1. the first contribution gives roughly [see. Eqs. (15)-(16)]:
   

   $$\delta_1 \approx -1.0$$ (31)

   $$\sigma_1 \approx 1.5 ;$$ (32)

   
   

2. for the second contribution we have [see. Eqs. (24)-(24), (28)-(29)]:
   

   $$\delta_2 \approx -0.31$$ (33)

   $$\sigma_2 \approx 0.62 .$$ (34)

   
   

Our guessed best result would then become¹⁴

$$Y \approx 4.69 \pm 1.5 \pm 0.62 = 4.69 \pm 1.62$$ (35)

$$\approx 4.7 \pm 1.6 .$$ (36)

(The exceeding number of digits in the intermediate steps are just to make numerical comparison with the correct result that will be given in a while.)

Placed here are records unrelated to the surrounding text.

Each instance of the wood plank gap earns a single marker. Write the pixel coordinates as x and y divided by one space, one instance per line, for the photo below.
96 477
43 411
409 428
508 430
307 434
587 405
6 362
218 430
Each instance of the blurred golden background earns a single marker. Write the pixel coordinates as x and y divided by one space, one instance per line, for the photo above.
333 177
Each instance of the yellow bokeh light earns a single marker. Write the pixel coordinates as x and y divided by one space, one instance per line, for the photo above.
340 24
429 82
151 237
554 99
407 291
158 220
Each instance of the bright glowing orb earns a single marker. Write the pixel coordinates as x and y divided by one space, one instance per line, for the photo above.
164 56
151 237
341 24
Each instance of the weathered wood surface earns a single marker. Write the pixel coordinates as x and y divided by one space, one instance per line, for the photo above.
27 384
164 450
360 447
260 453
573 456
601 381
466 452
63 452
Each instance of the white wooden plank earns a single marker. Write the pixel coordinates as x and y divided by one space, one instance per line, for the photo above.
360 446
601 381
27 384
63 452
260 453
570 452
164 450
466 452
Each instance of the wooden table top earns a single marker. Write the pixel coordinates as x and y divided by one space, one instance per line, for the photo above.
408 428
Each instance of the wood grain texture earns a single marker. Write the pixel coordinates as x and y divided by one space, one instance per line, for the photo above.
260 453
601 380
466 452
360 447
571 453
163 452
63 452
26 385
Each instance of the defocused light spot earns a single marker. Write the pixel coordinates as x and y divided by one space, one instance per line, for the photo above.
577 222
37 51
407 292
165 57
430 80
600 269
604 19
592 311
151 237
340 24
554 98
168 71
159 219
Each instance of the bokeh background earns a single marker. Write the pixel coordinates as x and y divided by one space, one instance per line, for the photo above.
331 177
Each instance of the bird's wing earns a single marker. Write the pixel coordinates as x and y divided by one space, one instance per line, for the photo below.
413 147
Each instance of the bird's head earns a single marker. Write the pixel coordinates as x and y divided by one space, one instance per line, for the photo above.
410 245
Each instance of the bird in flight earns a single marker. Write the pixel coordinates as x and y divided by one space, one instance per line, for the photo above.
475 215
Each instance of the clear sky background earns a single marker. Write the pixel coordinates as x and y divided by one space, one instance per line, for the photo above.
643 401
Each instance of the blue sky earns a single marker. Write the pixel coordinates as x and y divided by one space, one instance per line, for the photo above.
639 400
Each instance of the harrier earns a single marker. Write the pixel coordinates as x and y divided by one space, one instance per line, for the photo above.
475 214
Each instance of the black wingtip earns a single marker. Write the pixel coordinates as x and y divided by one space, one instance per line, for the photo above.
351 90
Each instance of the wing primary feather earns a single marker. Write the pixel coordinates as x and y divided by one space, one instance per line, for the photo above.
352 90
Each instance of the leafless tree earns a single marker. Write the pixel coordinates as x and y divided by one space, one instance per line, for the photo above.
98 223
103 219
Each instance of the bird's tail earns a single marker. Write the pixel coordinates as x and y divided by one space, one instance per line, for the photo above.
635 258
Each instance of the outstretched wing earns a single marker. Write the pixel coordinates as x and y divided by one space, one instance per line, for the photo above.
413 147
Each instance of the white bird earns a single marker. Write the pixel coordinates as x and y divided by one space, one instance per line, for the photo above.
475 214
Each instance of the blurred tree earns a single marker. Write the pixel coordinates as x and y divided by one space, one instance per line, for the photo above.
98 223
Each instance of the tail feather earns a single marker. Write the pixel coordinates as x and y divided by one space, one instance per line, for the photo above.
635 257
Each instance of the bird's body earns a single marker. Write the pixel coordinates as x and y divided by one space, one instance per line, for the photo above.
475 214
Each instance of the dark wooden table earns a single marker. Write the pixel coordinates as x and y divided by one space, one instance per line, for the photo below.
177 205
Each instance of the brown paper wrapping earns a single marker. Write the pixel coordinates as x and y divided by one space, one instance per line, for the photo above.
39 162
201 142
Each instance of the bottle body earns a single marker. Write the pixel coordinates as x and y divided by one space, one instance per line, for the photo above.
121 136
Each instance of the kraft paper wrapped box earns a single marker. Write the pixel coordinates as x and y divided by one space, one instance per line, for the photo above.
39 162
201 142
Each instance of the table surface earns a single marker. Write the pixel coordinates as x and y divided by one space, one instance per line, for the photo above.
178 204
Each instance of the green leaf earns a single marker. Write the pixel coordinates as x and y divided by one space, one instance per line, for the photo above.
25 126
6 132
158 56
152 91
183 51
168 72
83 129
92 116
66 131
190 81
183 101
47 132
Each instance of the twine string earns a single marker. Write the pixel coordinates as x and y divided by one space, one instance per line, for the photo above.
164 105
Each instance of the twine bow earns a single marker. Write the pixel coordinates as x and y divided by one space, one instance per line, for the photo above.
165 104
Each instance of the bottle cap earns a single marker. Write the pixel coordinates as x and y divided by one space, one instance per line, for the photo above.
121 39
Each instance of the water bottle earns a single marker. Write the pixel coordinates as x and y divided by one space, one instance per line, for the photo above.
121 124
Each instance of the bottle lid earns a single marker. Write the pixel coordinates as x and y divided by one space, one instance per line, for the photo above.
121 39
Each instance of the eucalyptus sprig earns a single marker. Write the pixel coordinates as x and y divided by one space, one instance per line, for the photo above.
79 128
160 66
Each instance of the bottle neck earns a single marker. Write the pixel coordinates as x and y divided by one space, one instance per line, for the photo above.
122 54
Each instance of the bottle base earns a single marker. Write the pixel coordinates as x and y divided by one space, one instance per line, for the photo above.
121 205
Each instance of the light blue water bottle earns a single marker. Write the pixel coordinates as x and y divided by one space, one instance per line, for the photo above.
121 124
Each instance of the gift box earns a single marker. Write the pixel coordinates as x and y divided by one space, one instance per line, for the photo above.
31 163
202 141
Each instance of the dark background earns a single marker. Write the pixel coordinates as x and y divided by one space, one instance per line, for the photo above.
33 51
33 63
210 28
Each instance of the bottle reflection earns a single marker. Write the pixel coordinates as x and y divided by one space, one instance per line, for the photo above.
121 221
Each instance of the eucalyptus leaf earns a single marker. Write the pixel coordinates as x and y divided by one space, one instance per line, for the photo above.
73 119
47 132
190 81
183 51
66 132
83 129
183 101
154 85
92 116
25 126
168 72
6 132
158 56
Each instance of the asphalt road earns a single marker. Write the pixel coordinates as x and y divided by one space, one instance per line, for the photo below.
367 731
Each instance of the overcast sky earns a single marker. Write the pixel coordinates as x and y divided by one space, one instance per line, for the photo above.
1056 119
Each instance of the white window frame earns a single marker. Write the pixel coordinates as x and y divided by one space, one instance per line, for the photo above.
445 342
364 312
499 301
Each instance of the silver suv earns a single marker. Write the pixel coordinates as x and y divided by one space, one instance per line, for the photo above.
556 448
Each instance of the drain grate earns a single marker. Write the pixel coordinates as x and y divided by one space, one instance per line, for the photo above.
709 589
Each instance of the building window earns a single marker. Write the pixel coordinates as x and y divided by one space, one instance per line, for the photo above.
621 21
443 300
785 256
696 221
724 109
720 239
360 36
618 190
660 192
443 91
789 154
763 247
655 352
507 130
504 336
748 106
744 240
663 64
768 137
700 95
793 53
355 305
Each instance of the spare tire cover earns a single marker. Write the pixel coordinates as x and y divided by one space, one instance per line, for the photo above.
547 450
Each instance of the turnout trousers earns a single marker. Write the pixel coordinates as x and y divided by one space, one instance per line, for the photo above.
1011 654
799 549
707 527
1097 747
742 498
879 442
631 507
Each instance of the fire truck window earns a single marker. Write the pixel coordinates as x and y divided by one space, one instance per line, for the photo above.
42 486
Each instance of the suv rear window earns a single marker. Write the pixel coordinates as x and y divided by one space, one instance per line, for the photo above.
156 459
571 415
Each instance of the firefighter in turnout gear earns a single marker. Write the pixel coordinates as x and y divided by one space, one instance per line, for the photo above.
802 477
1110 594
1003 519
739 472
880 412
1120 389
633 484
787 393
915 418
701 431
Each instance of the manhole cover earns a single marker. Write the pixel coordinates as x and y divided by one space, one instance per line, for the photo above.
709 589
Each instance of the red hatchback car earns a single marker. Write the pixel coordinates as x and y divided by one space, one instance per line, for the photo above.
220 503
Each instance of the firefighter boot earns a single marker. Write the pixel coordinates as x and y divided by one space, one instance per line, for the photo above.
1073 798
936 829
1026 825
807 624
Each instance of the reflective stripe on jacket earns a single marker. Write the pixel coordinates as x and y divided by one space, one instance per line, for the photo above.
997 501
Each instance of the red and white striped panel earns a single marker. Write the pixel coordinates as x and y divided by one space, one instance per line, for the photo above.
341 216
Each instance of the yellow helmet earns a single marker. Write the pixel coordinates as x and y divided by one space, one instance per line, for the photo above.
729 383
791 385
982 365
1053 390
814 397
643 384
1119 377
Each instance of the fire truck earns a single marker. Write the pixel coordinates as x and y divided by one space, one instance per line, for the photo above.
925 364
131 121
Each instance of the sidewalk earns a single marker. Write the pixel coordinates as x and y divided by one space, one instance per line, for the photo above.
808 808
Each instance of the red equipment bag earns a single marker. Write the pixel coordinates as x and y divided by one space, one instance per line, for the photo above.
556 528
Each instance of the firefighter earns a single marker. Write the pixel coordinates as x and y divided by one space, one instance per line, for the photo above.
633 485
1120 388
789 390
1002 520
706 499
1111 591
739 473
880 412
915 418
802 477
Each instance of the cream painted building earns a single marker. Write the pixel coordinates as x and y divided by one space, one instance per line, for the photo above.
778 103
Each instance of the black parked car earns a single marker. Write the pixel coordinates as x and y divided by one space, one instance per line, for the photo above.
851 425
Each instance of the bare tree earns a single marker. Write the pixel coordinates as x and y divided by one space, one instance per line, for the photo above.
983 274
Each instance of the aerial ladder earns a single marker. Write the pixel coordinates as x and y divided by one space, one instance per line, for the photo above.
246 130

If we had the chance to learn that the result of Eq. (30) was due to the asymmetric $\chi ^2$ fit of Fig. 2 plus two systematic corrections, each described by the triangular distribution of Fig. 1, then we could calculate expectation and variance exactly:

$$\mbox{E}(Y) = 4.2 + 2\times 0.17 = 4.54$$ (37)

$$\sigma^2(Y) = 1.5^2 + 2\times 0.42^2 = 1.61^2 ,$$ (38)

i.e. $Y=4.54\pm 1.61$, quite different from Eq. (30) and close to the result corrected by rule of thumb formulae. Indeed, knowing exactly the ingredients, we can evaluate $f(y)$ from Eq.(1) as

$$f(y) = \int \delta(y - x_1 - x_2 - x_3) f_1(x_1) f_2(x_2) f_3(x_3) \mbox{d}x_1 \mbox{d}x_2 \mbox{d}x_3 ,$$ (39)

although by Monte Carlo.

Figure: Monte Carlo estimate of the shape of the p.d.f. of the sum of three independent variables, one described by the p.d.f. of Fig. 2 and the other two by the triangular distribution of Fig. 1.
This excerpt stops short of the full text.